La conversation changea. Malgré sa parenté, malgré l’espèce de liaison qui existait entre lui et Ewen, M. de Montal entreprit de le railler pour briller aux yeux de Thérèse sous un jour nouveau. Les projets du comte furent parfaitement servis par la distraction de M. de Ker-Ellio : celui-ci ne s’aperçut pas des sarcasmes de son cousin, et il fut, selon l’expression consacrée, complétement noyé. Madame Héloïse était de ces gens qui ne manquent jamais l’occasion d’être de mauvais goût. Sans respect pour les plus simples règles du savoir-vivre, oubliant qu’elle parlait devant ses filles, elle voulut à son tour plaisanter le baron. Le supposant pieux en sa qualité de Vendéen, elle lui débita quelques sottises impies du vieux libéralisme, et lui demanda entre autres si les curés de son pays ne choisissaient pas de jolies filles pour gouvernantes, et s’ils n’abusaient pas un peu du confessionnal avec leurs pénitentes. M. de Ker-Ellio avait des principes religieux très-arrêtés ; il était habitué à considérer avec vénération une mère de famille entourée de ses enfants ; tiré de sa rêverie par les impertinentes questions de madame Héloïse, il fut doublement choqué, et répondit sèchement :

— Madame, j’ai appris de ma mère à respecter la religion et ses ministres, et ils méritent cette vénération.

Madame Héloïse ne comprit pas ou ne voulut pas comprendre le sens de cette réponse et riposta avec une crânerie voltairienne tout à fait piquante.
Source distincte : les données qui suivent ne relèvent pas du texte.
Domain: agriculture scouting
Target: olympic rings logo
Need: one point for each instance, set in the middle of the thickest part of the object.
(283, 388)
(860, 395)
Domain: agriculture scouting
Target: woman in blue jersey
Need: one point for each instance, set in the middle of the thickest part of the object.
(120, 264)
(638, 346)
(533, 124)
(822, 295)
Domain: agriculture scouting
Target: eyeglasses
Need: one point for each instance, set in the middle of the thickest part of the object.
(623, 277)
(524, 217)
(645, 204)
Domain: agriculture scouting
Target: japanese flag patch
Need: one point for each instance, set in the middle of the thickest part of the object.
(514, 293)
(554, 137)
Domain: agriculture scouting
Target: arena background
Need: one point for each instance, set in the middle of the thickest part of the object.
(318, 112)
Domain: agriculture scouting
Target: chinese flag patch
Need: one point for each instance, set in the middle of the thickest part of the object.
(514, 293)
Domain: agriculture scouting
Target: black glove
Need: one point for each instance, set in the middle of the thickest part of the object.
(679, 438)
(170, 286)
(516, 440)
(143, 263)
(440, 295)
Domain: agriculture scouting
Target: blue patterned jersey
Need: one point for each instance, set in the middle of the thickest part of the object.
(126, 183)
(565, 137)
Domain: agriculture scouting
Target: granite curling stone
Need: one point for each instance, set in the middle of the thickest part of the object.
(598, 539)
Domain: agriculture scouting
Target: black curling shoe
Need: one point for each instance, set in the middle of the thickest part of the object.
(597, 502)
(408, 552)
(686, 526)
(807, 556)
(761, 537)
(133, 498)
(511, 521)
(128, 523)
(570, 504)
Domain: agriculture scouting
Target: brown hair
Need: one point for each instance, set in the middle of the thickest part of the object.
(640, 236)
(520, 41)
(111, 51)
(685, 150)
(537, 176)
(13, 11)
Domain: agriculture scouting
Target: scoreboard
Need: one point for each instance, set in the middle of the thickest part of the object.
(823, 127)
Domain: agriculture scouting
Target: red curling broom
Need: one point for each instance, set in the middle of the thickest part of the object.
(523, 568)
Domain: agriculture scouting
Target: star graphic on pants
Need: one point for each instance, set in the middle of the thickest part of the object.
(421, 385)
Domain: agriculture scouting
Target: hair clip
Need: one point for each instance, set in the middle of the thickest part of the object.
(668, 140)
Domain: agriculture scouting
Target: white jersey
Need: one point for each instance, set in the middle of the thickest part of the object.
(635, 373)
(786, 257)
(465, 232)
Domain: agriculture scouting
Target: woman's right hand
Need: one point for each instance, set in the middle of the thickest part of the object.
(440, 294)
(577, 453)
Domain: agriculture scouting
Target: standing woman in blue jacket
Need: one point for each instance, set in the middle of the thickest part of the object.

— Ah bien ! par exemple, nous autres Parisiennes, nous élevons au contraire nos enfants dans le mépris des tartufes et des bigots. N’est-ce pas, Achille ?

M. Achille, autre espèce d’esprit fort, répondit avec insouciance :

— Moi, je me moque des choses religieuses comme de colin-tampon. Ce sont de ces sornettes bonnes à débattre entre les femmes et les cagots. N’est-ce pas, cher comte ?

M. Achille était si triomphant de posséder à sa table une homme titré, qu’il ne manquait jamais à cette appellation nobiliaire.

M. de Montal savait déjà avec quelle dureté le banquier traitait sa fille ; il crut être agréable à Thérèse en persiflant M. Achille ; il reprit donc en tâchant d’imiter l’ironie hautaine de M. de Beauregard :

— Je vous dirai franchement, mon cher monsieur Dunoyer, que nous autres nous avons des idées particulières sur la religion ; c’est affaire de caste, de parti, de bonne compagnie, si vous voulez, mais enfin nous nous sommes toujours fait une loi de respecter les prêtres et les choses religieuses.

Ces mots nous autres établissaient une distinction si marquée entre M. de Montal et M. Dunoyer, que celui-ci se mordit les lèvres de dépit ; madame Héloïse rougit jusqu’au front.

Ewen, absorbé dans ses pensées, ne prenait plus aucune part à la conversation.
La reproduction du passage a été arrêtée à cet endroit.